Wednesday, January 22, 2014

Snowden Denies Suggestions That He Was a Spy

Some of the usual suspects in Congress are alleging that Edward Snowden was a spy working for Russia, something that Snowden specifically denies.  In my view, it is a case of trying to change the subject away from the illegality of the actions of the National Security Administration and tar the whistle blower.  I continue to believe that Snowden did Americans a huge service by exposing what our government has been doing - all in our name, of course.  As for Senator Dianne Feinstein's remarks, she'd best not ask me for any money or anything else any times soon.  The New York Times looks at the accusations and Snowden's denial.  Here are excerpts:

Edward J. Snowden on Tuesday adamantly denied as “absurd” and “smears” the suggestion by the leaders of the House and Senate Intelligence Committees that he might have been a Russian spy when he downloaded archives of classified National Security Agency documents and leaked them to journalists.
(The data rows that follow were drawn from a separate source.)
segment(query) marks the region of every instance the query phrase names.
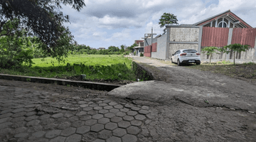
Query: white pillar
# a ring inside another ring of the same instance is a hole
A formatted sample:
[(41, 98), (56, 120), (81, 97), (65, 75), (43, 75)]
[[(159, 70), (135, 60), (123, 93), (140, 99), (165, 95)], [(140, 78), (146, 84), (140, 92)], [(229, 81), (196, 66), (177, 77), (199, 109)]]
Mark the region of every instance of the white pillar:
[(223, 18), (223, 23), (221, 28), (223, 28), (223, 26), (224, 26), (224, 18)]
[(217, 28), (217, 24), (218, 24), (218, 18), (215, 21), (215, 28)]

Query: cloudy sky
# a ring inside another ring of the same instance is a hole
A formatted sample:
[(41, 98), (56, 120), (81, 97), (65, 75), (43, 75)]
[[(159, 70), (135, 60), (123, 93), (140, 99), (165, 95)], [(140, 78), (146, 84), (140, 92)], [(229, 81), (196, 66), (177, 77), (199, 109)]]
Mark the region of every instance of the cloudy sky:
[(85, 0), (80, 12), (70, 6), (62, 11), (69, 15), (65, 23), (78, 44), (94, 48), (110, 45), (130, 46), (144, 33), (163, 33), (159, 21), (164, 13), (177, 16), (179, 24), (192, 24), (231, 10), (256, 28), (255, 0)]

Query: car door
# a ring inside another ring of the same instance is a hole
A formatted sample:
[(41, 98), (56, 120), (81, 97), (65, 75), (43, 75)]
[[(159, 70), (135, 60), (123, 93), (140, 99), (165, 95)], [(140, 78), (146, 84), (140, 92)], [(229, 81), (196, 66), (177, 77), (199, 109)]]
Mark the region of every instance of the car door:
[(179, 50), (176, 51), (174, 55), (174, 58), (173, 58), (173, 62), (177, 62), (177, 59), (178, 59), (178, 53)]
[(177, 62), (178, 58), (178, 55), (179, 53), (181, 53), (180, 50), (178, 50), (177, 52), (176, 52), (175, 53), (175, 62)]

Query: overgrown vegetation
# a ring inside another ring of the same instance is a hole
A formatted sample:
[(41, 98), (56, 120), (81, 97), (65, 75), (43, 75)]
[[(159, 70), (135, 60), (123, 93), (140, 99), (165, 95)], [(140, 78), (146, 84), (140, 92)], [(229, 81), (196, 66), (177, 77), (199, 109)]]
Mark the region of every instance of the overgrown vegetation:
[(3, 69), (0, 72), (17, 75), (80, 80), (86, 75), (88, 80), (136, 80), (132, 60), (122, 55), (70, 55), (66, 62), (59, 63), (50, 58), (33, 59), (32, 67)]

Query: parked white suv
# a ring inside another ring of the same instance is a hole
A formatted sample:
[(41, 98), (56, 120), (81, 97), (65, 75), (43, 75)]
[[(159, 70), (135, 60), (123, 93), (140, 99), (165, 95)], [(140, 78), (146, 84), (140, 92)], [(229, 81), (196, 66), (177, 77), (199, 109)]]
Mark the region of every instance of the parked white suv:
[(171, 62), (176, 62), (178, 65), (186, 63), (200, 65), (200, 53), (193, 49), (178, 50), (172, 55)]

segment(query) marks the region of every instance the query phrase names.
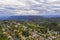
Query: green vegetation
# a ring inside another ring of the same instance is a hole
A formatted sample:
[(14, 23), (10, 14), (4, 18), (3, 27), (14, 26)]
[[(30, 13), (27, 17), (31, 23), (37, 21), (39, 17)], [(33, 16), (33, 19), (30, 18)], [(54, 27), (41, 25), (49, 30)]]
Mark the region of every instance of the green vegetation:
[(0, 40), (60, 40), (60, 22), (0, 21)]

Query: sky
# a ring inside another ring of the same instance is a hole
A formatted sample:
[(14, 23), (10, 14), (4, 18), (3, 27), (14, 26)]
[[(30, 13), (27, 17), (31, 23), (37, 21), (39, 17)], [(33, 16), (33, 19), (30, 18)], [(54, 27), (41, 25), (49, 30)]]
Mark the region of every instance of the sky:
[(60, 15), (60, 0), (0, 0), (0, 16)]

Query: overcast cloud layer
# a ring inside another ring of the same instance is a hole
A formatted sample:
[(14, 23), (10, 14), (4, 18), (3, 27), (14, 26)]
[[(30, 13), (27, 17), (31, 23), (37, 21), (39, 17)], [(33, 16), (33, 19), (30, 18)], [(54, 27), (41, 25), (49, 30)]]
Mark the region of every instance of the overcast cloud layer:
[(60, 15), (60, 0), (0, 0), (0, 16)]

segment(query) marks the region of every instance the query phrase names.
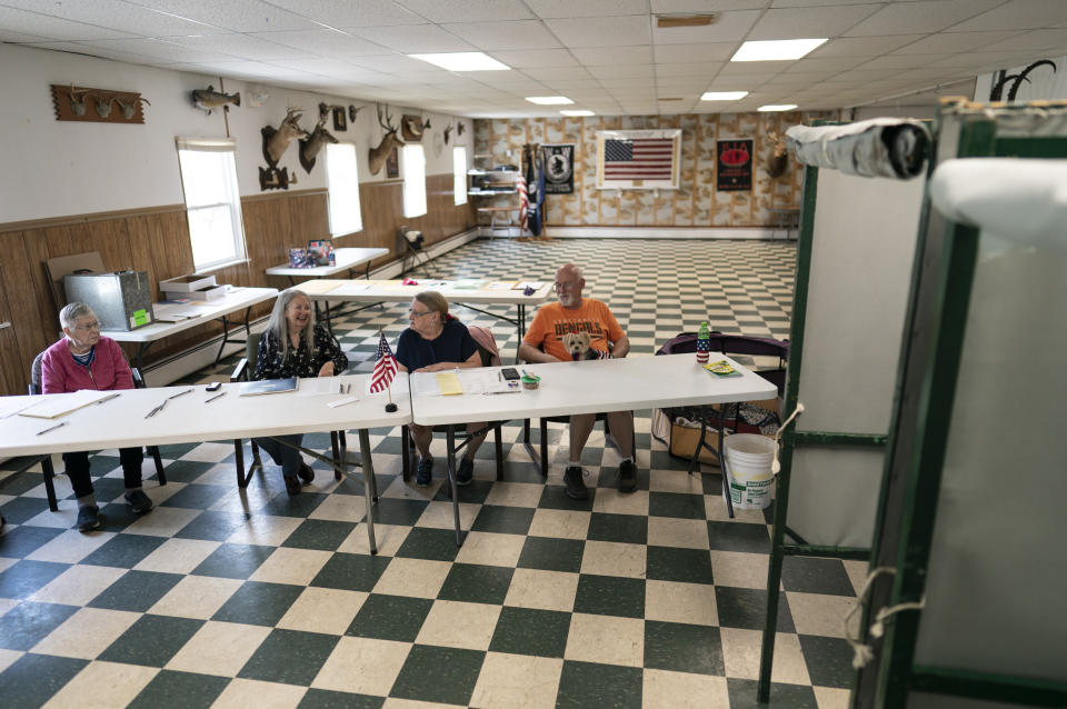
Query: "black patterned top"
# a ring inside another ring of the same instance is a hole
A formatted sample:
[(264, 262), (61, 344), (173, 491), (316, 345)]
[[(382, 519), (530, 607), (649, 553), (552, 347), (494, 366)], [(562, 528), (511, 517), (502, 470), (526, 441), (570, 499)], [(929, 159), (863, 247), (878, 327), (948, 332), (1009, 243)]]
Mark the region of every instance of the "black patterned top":
[(282, 361), (285, 350), (270, 330), (265, 330), (259, 339), (259, 356), (252, 379), (286, 379), (288, 377), (318, 377), (322, 365), (332, 361), (333, 373), (342, 375), (348, 368), (348, 357), (341, 346), (320, 324), (315, 326), (315, 358), (308, 352), (307, 343), (301, 339), (300, 347), (289, 348), (289, 359)]

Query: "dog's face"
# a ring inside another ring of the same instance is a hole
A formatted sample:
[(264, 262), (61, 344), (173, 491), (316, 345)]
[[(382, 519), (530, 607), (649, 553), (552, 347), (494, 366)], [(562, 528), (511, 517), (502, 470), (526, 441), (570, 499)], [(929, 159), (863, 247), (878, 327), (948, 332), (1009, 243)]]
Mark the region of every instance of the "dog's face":
[(564, 336), (564, 349), (566, 349), (571, 357), (585, 353), (591, 342), (592, 338), (588, 332), (568, 332)]

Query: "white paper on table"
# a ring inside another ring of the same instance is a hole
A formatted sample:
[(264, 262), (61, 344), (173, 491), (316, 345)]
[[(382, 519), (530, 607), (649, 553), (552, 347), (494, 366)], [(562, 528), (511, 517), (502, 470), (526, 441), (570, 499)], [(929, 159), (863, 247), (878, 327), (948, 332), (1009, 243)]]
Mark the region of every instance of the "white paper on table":
[[(386, 390), (381, 391), (371, 391), (370, 382), (373, 381), (373, 377), (367, 380), (367, 386), (363, 388), (365, 393), (370, 397), (386, 396)], [(397, 378), (392, 380), (392, 383), (389, 385), (389, 390), (392, 391), (392, 398), (396, 399), (398, 393), (408, 393), (408, 379), (407, 378)]]

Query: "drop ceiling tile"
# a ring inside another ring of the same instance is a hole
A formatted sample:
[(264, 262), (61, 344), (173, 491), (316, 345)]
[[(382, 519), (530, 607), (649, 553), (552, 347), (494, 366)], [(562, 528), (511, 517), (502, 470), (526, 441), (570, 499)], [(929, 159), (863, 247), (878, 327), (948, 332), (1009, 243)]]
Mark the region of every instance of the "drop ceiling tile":
[(526, 0), (526, 4), (541, 18), (608, 17), (611, 14), (645, 14), (648, 0)]
[(894, 54), (944, 54), (946, 52), (983, 51), (984, 47), (996, 44), (1011, 37), (1018, 37), (1018, 30), (1003, 32), (938, 32), (916, 42), (894, 50)]
[[(658, 28), (652, 19), (654, 44), (695, 44), (702, 42), (736, 42), (751, 29), (759, 19), (758, 10), (737, 10), (724, 12), (717, 22), (705, 27)], [(792, 34), (796, 37), (796, 34)], [(822, 37), (822, 34), (819, 34)]]
[(441, 28), (482, 50), (559, 47), (559, 42), (545, 29), (540, 20), (461, 22), (442, 24)]
[(724, 66), (720, 61), (690, 61), (656, 64), (656, 78), (708, 77), (714, 76)]
[(436, 24), (352, 28), (352, 34), (405, 54), (470, 52), (476, 48)]
[(203, 37), (171, 37), (170, 42), (196, 50), (220, 52), (241, 59), (268, 61), (271, 59), (301, 59), (307, 52), (270, 42), (251, 34), (207, 34)]
[(894, 2), (845, 32), (846, 37), (939, 32), (985, 12), (1001, 0)]
[(1067, 22), (1067, 3), (1061, 0), (1011, 0), (953, 27), (953, 31), (1031, 30)]
[(205, 34), (226, 31), (202, 22), (192, 22), (172, 14), (131, 6), (122, 0), (50, 2), (47, 4), (40, 2), (40, 0), (4, 0), (3, 4), (146, 37)]
[[(1016, 34), (1010, 39), (991, 43), (986, 47), (976, 47), (979, 52), (1009, 52), (1030, 50), (1037, 54), (1055, 52), (1049, 59), (1063, 57), (1067, 51), (1067, 28), (1051, 30), (1035, 30)], [(1040, 57), (1039, 57), (1040, 58)]]
[(302, 52), (318, 54), (320, 57), (362, 57), (381, 54), (388, 51), (385, 47), (368, 41), (362, 37), (323, 29), (253, 32), (250, 33), (249, 37), (275, 42), (276, 44), (285, 44), (286, 47), (292, 47)]
[(531, 18), (520, 0), (402, 0), (430, 22), (483, 22)]
[(656, 63), (727, 61), (740, 46), (740, 41), (708, 44), (657, 44), (655, 47)]
[(838, 37), (826, 42), (807, 58), (825, 59), (832, 57), (870, 58), (891, 52), (905, 44), (918, 41), (926, 34), (885, 34), (881, 37)]
[(79, 42), (79, 44), (89, 44), (100, 49), (114, 49), (143, 57), (151, 57), (157, 62), (176, 61), (232, 61), (232, 54), (198, 49), (193, 47), (183, 47), (169, 40), (162, 39), (102, 39), (92, 42)]
[(497, 61), (512, 69), (531, 67), (572, 67), (574, 56), (566, 49), (516, 49), (488, 52)]
[(12, 32), (41, 37), (47, 40), (97, 40), (132, 37), (129, 32), (93, 27), (82, 22), (71, 22), (60, 18), (26, 12), (16, 8), (0, 6), (0, 27)]
[(570, 50), (578, 61), (589, 67), (606, 64), (644, 64), (652, 61), (652, 46), (580, 47)]
[(127, 0), (195, 22), (205, 22), (235, 32), (312, 30), (318, 23), (261, 0)]
[(646, 14), (545, 20), (566, 47), (636, 47), (651, 42)]

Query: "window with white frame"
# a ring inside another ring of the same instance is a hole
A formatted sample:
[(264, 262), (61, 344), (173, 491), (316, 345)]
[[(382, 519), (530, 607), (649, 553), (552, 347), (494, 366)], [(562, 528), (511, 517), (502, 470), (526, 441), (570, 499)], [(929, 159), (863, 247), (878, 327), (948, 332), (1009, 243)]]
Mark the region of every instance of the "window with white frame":
[(350, 142), (327, 143), (326, 179), (330, 212), (330, 234), (339, 237), (363, 228), (359, 211), (359, 166), (356, 146)]
[(452, 148), (452, 193), (457, 204), (467, 203), (467, 149)]
[(422, 146), (408, 143), (402, 158), (403, 216), (421, 217), (426, 213), (426, 153)]
[(237, 141), (178, 138), (192, 262), (198, 271), (245, 260)]

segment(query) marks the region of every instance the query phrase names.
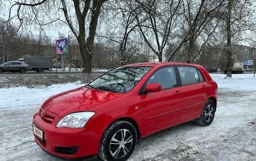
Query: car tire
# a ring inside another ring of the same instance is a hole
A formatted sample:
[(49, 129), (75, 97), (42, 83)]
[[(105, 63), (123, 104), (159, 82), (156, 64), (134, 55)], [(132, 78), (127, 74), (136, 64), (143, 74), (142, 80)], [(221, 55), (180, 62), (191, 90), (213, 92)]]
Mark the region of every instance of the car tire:
[(196, 119), (196, 123), (202, 126), (208, 126), (214, 118), (216, 107), (214, 103), (208, 100), (201, 112), (200, 117)]
[(20, 70), (20, 72), (22, 73), (25, 73), (26, 71), (26, 69), (24, 68), (22, 68)]
[(116, 121), (102, 137), (99, 157), (104, 161), (126, 160), (132, 154), (136, 141), (137, 132), (132, 124), (126, 121)]

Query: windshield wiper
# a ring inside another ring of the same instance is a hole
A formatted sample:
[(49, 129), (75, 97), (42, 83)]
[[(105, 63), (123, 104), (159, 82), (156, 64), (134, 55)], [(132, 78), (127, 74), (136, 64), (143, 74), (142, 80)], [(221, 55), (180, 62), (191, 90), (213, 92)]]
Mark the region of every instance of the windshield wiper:
[(116, 90), (112, 89), (111, 89), (109, 88), (107, 88), (107, 87), (106, 87), (106, 86), (98, 86), (98, 88), (99, 89), (102, 89), (102, 90), (108, 90), (108, 91), (112, 91), (112, 92), (113, 92), (113, 93), (117, 93), (117, 91), (116, 91)]

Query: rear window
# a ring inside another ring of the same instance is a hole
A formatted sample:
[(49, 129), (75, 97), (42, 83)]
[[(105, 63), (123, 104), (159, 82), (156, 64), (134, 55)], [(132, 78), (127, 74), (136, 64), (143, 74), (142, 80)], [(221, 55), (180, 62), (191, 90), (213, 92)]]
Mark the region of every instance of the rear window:
[(178, 70), (180, 72), (182, 85), (188, 85), (204, 81), (202, 74), (195, 67), (179, 66)]

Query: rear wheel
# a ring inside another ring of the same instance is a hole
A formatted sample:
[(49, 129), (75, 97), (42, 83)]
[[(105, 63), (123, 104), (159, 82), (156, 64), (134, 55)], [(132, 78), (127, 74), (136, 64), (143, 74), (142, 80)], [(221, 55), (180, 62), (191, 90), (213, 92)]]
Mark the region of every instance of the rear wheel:
[(20, 72), (22, 73), (26, 72), (26, 69), (24, 68), (21, 68), (20, 70)]
[(125, 160), (132, 154), (136, 140), (137, 132), (131, 123), (115, 122), (102, 136), (99, 155), (103, 160)]
[(214, 118), (215, 109), (214, 102), (211, 100), (208, 100), (202, 111), (201, 116), (196, 119), (196, 122), (202, 126), (211, 125)]

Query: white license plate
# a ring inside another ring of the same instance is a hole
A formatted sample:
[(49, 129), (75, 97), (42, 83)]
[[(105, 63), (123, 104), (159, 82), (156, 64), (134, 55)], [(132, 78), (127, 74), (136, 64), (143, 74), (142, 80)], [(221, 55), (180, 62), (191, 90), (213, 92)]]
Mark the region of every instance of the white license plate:
[(43, 131), (34, 125), (33, 125), (33, 132), (34, 134), (39, 137), (40, 139), (43, 140)]

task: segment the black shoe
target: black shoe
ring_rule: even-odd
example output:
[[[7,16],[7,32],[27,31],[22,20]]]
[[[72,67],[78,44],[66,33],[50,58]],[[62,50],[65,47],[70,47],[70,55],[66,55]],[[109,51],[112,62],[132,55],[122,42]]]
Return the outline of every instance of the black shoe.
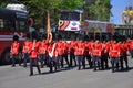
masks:
[[[78,67],[78,70],[81,70],[81,68],[80,68],[80,67]]]
[[[16,67],[16,65],[12,65],[11,67]]]
[[[30,74],[29,76],[33,76],[33,74]]]
[[[96,68],[93,69],[93,72],[95,72],[95,70],[96,70]]]

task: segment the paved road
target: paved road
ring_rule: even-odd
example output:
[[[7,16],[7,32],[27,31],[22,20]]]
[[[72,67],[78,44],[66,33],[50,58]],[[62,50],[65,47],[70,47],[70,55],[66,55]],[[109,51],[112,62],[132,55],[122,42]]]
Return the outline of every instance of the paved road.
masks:
[[[133,88],[133,59],[130,58],[130,70],[111,73],[109,70],[71,68],[49,74],[42,68],[42,75],[29,76],[29,67],[1,66],[0,88]]]

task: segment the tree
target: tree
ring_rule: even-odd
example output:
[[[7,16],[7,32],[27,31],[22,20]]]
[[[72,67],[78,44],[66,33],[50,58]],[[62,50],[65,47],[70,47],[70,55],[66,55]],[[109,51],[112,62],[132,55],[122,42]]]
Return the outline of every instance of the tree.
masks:
[[[94,3],[85,8],[85,13],[88,14],[85,18],[109,21],[111,8],[110,0],[95,0]]]

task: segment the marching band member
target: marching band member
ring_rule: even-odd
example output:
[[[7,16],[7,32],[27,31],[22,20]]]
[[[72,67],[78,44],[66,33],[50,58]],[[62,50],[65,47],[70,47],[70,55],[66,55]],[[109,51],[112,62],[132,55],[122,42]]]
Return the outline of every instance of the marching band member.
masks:
[[[94,70],[96,70],[96,66],[100,69],[101,50],[102,50],[102,45],[100,44],[99,41],[95,41],[93,50],[92,50],[92,59],[93,59]]]
[[[82,41],[78,42],[76,45],[76,59],[78,59],[78,70],[81,69],[81,63],[83,62],[84,44]],[[84,68],[84,67],[83,67]]]
[[[41,68],[43,68],[43,66],[44,66],[44,61],[47,63],[47,48],[48,48],[48,43],[43,38],[40,46],[39,46],[39,58],[41,62]]]
[[[70,67],[70,63],[68,59],[68,54],[69,54],[69,44],[66,43],[66,41],[63,42],[63,58],[65,59],[68,67]],[[63,61],[62,61],[63,63]]]
[[[120,46],[116,41],[113,42],[111,50],[110,50],[110,58],[112,64],[112,73],[114,73],[114,68],[119,68],[119,58],[120,58]]]
[[[16,66],[16,61],[19,58],[19,48],[20,48],[20,43],[18,43],[18,41],[14,40],[14,42],[11,45],[11,50],[10,50],[12,67]]]
[[[30,52],[30,40],[27,38],[24,44],[23,44],[23,48],[22,48],[22,53],[23,53],[23,67],[27,67],[27,62],[29,59],[29,52]]]
[[[76,59],[75,59],[75,47],[76,47],[76,42],[75,41],[71,41],[70,42],[70,67],[73,66],[73,61],[74,61],[74,65],[76,66]]]
[[[33,38],[33,42],[30,45],[30,76],[33,75],[33,66],[35,65],[38,73],[41,74],[39,64],[38,64],[38,50],[39,50],[40,43],[37,42],[35,38]]]
[[[57,43],[52,43],[52,42],[49,43],[48,56],[49,56],[50,73],[52,73],[53,66],[54,66],[54,69],[57,70]]]
[[[126,66],[126,69],[129,68],[129,64],[127,64],[127,53],[129,53],[129,46],[125,42],[123,42],[121,44],[121,58],[120,58],[120,62],[121,62],[121,69],[123,69],[123,61],[125,62],[125,66]]]

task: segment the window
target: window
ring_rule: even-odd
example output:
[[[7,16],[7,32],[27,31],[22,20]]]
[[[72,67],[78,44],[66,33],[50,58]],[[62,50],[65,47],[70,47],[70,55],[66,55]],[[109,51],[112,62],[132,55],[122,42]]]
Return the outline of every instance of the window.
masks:
[[[80,20],[80,13],[78,12],[62,12],[61,20]]]
[[[24,31],[27,28],[25,28],[25,21],[18,21],[18,31]]]
[[[0,19],[0,30],[1,31],[13,31],[16,29],[16,23],[12,20]]]
[[[3,20],[0,19],[0,29],[3,29]]]

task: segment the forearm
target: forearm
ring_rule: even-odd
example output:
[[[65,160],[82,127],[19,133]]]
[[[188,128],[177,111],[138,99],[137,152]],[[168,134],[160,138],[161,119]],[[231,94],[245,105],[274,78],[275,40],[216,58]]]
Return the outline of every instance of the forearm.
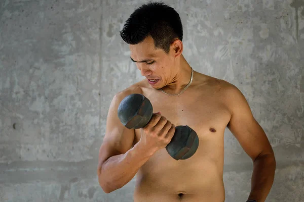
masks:
[[[151,155],[137,144],[126,153],[108,159],[98,172],[103,190],[109,193],[128,183]]]
[[[264,202],[272,186],[276,170],[276,160],[273,155],[257,158],[253,162],[251,178],[251,191],[248,199]]]

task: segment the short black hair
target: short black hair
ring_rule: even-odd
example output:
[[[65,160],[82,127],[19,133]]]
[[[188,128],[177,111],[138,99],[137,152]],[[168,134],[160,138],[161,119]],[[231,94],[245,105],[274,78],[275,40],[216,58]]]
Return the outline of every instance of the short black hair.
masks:
[[[136,44],[147,36],[156,48],[166,53],[176,38],[182,40],[182,25],[178,13],[162,2],[149,2],[136,9],[126,22],[120,36],[129,44]]]

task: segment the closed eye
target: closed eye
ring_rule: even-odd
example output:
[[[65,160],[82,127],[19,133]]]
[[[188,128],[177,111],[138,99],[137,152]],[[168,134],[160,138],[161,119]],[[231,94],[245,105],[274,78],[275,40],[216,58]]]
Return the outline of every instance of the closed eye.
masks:
[[[153,63],[154,63],[154,62],[155,62],[155,61],[153,61],[153,62],[151,62],[147,63],[147,64],[148,64],[148,65],[151,65],[151,64],[153,64]]]

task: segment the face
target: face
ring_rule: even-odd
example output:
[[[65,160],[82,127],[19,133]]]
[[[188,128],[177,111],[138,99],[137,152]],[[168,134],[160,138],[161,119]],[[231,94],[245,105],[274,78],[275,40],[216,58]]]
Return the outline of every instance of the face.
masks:
[[[130,45],[130,49],[131,59],[152,87],[161,88],[172,82],[178,56],[174,46],[171,45],[167,54],[163,49],[156,49],[153,39],[148,37],[139,44]]]

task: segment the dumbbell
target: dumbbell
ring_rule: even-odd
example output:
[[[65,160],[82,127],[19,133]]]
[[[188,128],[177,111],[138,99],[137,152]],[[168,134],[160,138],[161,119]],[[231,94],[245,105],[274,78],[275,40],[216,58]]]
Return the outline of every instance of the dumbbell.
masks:
[[[128,129],[144,127],[153,115],[150,100],[143,95],[131,94],[123,99],[118,109],[121,122]],[[175,127],[175,131],[166,149],[176,160],[191,157],[199,147],[199,138],[196,132],[188,126]]]

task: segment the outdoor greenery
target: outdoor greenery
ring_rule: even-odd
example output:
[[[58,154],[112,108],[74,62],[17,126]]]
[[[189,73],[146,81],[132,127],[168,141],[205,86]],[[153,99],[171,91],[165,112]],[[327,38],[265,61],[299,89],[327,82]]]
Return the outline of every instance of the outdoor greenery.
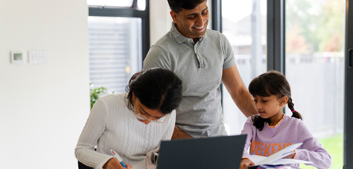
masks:
[[[114,93],[114,92],[110,92],[106,88],[103,87],[100,87],[95,88],[93,83],[90,83],[90,90],[91,95],[91,109],[93,107],[93,105],[98,98],[108,94]]]
[[[286,52],[342,52],[345,1],[286,0]]]
[[[338,134],[331,138],[319,139],[319,141],[331,155],[332,165],[330,169],[342,169],[343,166],[343,135]],[[316,169],[312,166],[301,164],[301,169]]]

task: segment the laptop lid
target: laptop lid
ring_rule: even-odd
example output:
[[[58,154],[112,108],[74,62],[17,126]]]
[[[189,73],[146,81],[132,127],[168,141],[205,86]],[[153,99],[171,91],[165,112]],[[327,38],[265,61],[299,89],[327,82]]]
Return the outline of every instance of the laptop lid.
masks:
[[[157,169],[239,169],[247,135],[163,141]]]

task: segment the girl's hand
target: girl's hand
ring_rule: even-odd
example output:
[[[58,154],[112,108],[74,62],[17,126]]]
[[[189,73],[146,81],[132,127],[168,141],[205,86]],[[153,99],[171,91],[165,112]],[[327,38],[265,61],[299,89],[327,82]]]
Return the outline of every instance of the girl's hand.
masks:
[[[248,169],[248,166],[253,166],[255,164],[247,158],[243,158],[240,162],[239,169]]]
[[[293,150],[293,151],[292,151],[292,152],[294,152],[294,153],[293,154],[291,154],[289,155],[288,156],[285,156],[285,157],[283,157],[283,158],[293,159],[293,158],[294,158],[294,156],[295,156],[295,154],[296,154],[295,151],[294,151],[294,150]]]
[[[126,166],[127,169],[131,169],[131,166],[128,164],[124,163]],[[118,159],[115,158],[112,158],[104,164],[103,166],[103,169],[126,169],[125,167],[121,165]]]

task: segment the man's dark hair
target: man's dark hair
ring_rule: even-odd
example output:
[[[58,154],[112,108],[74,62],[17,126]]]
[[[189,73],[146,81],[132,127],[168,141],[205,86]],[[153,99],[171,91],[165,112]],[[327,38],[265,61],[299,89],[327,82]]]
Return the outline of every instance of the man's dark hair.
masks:
[[[178,13],[184,9],[192,9],[206,0],[168,0],[171,10]]]
[[[181,101],[182,85],[172,72],[151,68],[134,74],[126,87],[127,107],[133,111],[132,93],[141,104],[150,109],[167,114],[177,108]]]

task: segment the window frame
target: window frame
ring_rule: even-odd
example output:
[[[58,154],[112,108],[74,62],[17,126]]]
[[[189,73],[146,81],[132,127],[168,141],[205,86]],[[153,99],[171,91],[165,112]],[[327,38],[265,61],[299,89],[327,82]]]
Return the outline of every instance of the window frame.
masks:
[[[285,74],[285,0],[267,0],[267,70]],[[212,29],[222,32],[222,0],[212,0]],[[345,82],[343,169],[353,168],[353,69],[349,68],[353,53],[353,0],[346,0]],[[350,3],[351,6],[349,6]],[[352,52],[353,53],[353,51]],[[351,87],[351,88],[349,88]]]
[[[144,11],[137,9],[137,0],[133,0],[130,7],[88,5],[89,16],[141,18],[143,62],[150,49],[150,0],[145,0],[146,9]]]

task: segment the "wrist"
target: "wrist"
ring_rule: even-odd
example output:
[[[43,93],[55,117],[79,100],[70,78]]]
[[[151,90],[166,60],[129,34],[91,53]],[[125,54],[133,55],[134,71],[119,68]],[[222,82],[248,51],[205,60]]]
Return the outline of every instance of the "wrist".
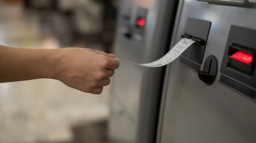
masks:
[[[47,59],[47,70],[43,73],[45,78],[59,80],[60,74],[60,66],[61,61],[61,49],[49,49],[45,53]]]

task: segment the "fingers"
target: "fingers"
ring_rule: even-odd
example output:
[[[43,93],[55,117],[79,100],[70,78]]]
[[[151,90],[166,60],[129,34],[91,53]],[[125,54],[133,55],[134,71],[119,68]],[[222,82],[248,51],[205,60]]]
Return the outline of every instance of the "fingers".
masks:
[[[93,94],[100,94],[103,91],[103,87],[94,87],[90,92],[90,93]]]
[[[104,56],[107,56],[110,58],[114,58],[115,55],[112,53],[107,53],[103,51],[101,51],[99,50],[94,50],[90,49],[86,49],[87,50],[89,50],[89,51],[92,52],[96,53],[98,53],[98,54],[103,55]]]
[[[107,68],[115,70],[119,67],[119,61],[115,59],[107,57]]]
[[[96,87],[102,87],[108,85],[110,84],[110,79],[105,79],[100,81],[97,83]]]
In an interview with The New Yorker, Mr. Snowden declared that the accusation — advanced in particular by Representative Mike Rogers, Republican of Michigan and chairman of the House Intelligence Committee — was “false,” saying he had “clearly and unambiguously acted alone, with no assistance from anyone, much less a government.”

In the latest jostling over how to frame the public debate that Mr. Snowden’s leaks created, Mr. Rogers said on the NBC News program “Meet the Press” on Sunday that Mr. Snowden should be seen not as a whistle-blower but as “a thief, who we believe had some help.”

Officials at both the N.S.A. and the F.B.I. have said their investigations have turned up no evidence that Mr. Snowden was aided by others. But Mr. Rogers, asserting that Mr. Snowden had downloaded many files about military activities that do not involve issues of civil liberties, pointed to the Russian Federal Security Service, known as the F.S.B., the successor to the Soviet K.G.B. He offered no evidence.

“I believe there’s a reason he ended up in the hands, the loving arms, of an F.S.B. agent in Moscow,” he said, adding: “I believe there’s questions to be answered there. I don’t think it was a gee-whiz luck event that he ended up in Moscow under the handling of the F.S.B.”

Mr. Rogers made his remarks two days after President Obama embraced some calls to reform certain N.S.A. activities brought to light by Mr. Snowden. In particular, Mr. Obama said he would impose greater court oversight on the once-secret program in which the agency has been collecting records of every American’s phone calls, and that he intended to eventually get the N.S.A. out of the business of gathering such records in bulk.

On Sunday, the “Meet the Press” host, David Gregory, also asked Mr. Rogers’s Senate counterpart, Senator Dianne Feinstein, Democrat of California, whether she agreed with his suspicions that Mr. Snowden had been helped by the Russians. She replied: “He may well have.”

Mr. Snowden criticized news organizations for treating such remarks as newsworthy.  “It’s not the smears that mystify me,” Mr. Snowden told The New Yorker, “it’s that outlets report statements that the speakers themselves admit are sheer speculation.”